1920’lerde zamanın milyarderi George Sebastian tarafından yapılan, Andre Gide, Winston Churchill gibi birçok ünlünün ağırlandığı, uzun yıllar aristokrat, sanatçı ve politikacıların çeşitli davet ve partilerde buluştuğu villa, Churchill’in anılarını yazdığı yer olarak da biliniyor.
Verilen bilgiye göre, ünlü mimar Frank Lloyd Wright buranın bildiği en güzel villa olduğunu söylemiş. Villanın ana koridoru ve devamındaki odası zaman zaman sanatçıların resim, heykel gibi eserlerinin sergilendiği bir galeri gibi kullanılıyor. Odadan devam edince bahçeye bakan geniş bir havuza çıkıyorsunuz.
George Sebastian Villası’nda kahve ikramı yapılıyor. Kahvelerinizi istediğiniz yerde alabiliyorsunuz. Villanın hemen önündeki denize bakan masalarda kahve keyfinizi yapmanızı öneririm. Başta zeytin, limon, portakal ağaçları olmak üzere çeşitli ağaçların ve bitkilerin yetiştirildiği bahçe kısmında da ekolojik tarım yapılıyor.
1962 yılında ilave edilen Açıkhava Tiyatrosu’nda yaz ayları süresince konserler, tiyatro oyunları, bale gösterileri organize ediliyor. Temmuz ve Ağustos aylarında yapılan ve buranın en büyük sanatsal etkinliği olan Uluslararası Hammamet Festivali çok meşhur. Festival zamanına rast gelirseniz bu müzik ziyafetini kaçırmayın…
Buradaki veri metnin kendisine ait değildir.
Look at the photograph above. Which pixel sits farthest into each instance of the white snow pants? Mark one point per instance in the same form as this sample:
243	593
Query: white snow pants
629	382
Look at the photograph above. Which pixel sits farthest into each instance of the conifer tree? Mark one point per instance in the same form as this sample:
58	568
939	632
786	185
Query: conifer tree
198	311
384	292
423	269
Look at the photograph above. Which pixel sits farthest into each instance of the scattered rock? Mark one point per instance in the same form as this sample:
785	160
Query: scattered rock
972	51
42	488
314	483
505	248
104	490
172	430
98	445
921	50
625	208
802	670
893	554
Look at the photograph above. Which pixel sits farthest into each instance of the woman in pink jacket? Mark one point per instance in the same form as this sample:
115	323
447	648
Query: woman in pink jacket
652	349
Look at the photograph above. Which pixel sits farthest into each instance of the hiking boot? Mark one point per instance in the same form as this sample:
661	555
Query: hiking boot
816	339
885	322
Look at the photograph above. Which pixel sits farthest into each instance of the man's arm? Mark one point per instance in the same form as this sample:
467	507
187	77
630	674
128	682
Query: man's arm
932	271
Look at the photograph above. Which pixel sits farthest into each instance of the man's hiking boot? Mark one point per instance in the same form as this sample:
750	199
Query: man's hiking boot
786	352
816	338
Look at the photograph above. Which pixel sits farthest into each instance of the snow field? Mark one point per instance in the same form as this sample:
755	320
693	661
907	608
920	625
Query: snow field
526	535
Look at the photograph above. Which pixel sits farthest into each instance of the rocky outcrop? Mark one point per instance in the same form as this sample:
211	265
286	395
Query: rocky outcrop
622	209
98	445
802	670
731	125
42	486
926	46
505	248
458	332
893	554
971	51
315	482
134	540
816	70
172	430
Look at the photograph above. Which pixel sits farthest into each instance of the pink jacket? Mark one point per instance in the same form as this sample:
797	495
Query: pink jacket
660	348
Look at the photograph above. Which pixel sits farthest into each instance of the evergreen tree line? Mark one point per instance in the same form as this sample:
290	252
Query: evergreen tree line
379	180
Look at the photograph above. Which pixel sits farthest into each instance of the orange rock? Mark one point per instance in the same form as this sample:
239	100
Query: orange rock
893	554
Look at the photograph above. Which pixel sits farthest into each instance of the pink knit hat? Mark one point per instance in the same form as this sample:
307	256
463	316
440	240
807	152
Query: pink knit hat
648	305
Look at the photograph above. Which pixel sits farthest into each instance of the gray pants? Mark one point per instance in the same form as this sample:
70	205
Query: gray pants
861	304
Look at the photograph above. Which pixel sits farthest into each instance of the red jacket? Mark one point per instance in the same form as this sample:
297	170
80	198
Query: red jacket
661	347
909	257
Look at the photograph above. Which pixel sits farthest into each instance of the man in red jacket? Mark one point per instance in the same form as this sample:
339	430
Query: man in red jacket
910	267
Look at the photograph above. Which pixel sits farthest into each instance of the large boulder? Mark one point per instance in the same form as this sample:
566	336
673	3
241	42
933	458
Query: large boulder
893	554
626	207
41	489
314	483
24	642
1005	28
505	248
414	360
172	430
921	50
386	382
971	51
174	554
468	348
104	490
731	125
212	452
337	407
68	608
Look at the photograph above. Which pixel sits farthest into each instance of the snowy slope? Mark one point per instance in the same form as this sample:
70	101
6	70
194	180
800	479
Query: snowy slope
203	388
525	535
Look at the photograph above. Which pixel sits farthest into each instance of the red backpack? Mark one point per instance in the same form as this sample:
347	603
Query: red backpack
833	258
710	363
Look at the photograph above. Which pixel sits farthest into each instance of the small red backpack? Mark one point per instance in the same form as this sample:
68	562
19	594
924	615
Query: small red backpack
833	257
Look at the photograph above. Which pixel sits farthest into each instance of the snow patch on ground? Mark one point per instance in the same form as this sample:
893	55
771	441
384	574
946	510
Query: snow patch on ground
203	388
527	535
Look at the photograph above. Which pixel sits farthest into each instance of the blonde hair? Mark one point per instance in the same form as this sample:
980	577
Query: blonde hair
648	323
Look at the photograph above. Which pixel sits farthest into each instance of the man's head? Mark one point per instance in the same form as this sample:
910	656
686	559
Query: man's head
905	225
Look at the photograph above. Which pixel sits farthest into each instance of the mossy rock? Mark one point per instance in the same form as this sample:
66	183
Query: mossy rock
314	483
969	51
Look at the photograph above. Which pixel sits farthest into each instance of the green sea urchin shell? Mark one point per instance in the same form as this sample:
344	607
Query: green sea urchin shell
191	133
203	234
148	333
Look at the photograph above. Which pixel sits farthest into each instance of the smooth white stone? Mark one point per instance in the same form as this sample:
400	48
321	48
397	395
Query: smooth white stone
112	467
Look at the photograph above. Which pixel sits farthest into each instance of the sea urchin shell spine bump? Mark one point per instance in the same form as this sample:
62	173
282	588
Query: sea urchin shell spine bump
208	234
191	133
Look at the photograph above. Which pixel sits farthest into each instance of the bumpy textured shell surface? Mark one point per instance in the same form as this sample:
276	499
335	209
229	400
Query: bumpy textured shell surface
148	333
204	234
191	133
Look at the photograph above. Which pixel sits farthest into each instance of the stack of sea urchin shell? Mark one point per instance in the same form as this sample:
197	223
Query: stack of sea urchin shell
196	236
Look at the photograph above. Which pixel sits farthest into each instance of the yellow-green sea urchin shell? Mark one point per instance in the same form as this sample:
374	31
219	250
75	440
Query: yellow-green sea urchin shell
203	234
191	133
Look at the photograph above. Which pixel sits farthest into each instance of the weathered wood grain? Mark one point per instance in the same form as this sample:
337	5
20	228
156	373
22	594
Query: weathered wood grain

Tunus’un derin tarihinin ve turistik yerlerinin peşinde yoruldunuz ve acıktınız mı? Sizi birbirinden tanıdık lezzetler bekliyor. Osmanlı ve Fransız mutfağından etkilenen Tunus mutfağının en ünlü yemekleri arasında kuzu eti ilaveli kuskus, şakşuka ve çorbalar var. Başta Harissa Sos olmak üzere acı ve baharat çeşitleri bol miktarda kullanılıyor. Acılı bir yemek olan kuzu ya da koyun eti, yumurta, domates ve biberden yapılan Ojja denenebilir. Balık ve diğer deniz ürünleri sevenler içinse Tunus tam bir cennet. Bir çeşit balıklı omlet denilebilecek Brik yemeği fikir olarak alışık olmasak da çok lezzetli.
Tatlı olarak bizim hamurlu tatlılarımıza çok benzeyen Deblah veya Tunus baklavası diyebileceğim fındık parçalı Balkawa önerilerimden…
Yemeğin üzerine Tunus’taki popüler içeceklerden nane çayı, badem sütü, hurma likörü, boza veya limonata iyi gider. Buranın kahvesi de çok güzel ve çok çeşitli.
İçeceğinizi çok şirin bir sayfiye yeri olan, mavi kapılı, beyaz evleriyle meşhur Sidi Bou Said’de tepedeki Des Delices kafede enfes manzaraya karşı almaya ne dersiniz? Hemen aşağıdaki göz alabildiğine uzanan kumsal ve deniz ise adeta ziyaretçilerini çağırıyor. Muhteşem güzellikteki denize kayıtsız kalamayacak, turkuaz denizde yüzerken siz de benim gibi kalbinizi Tunus’ta bırakacaksınız.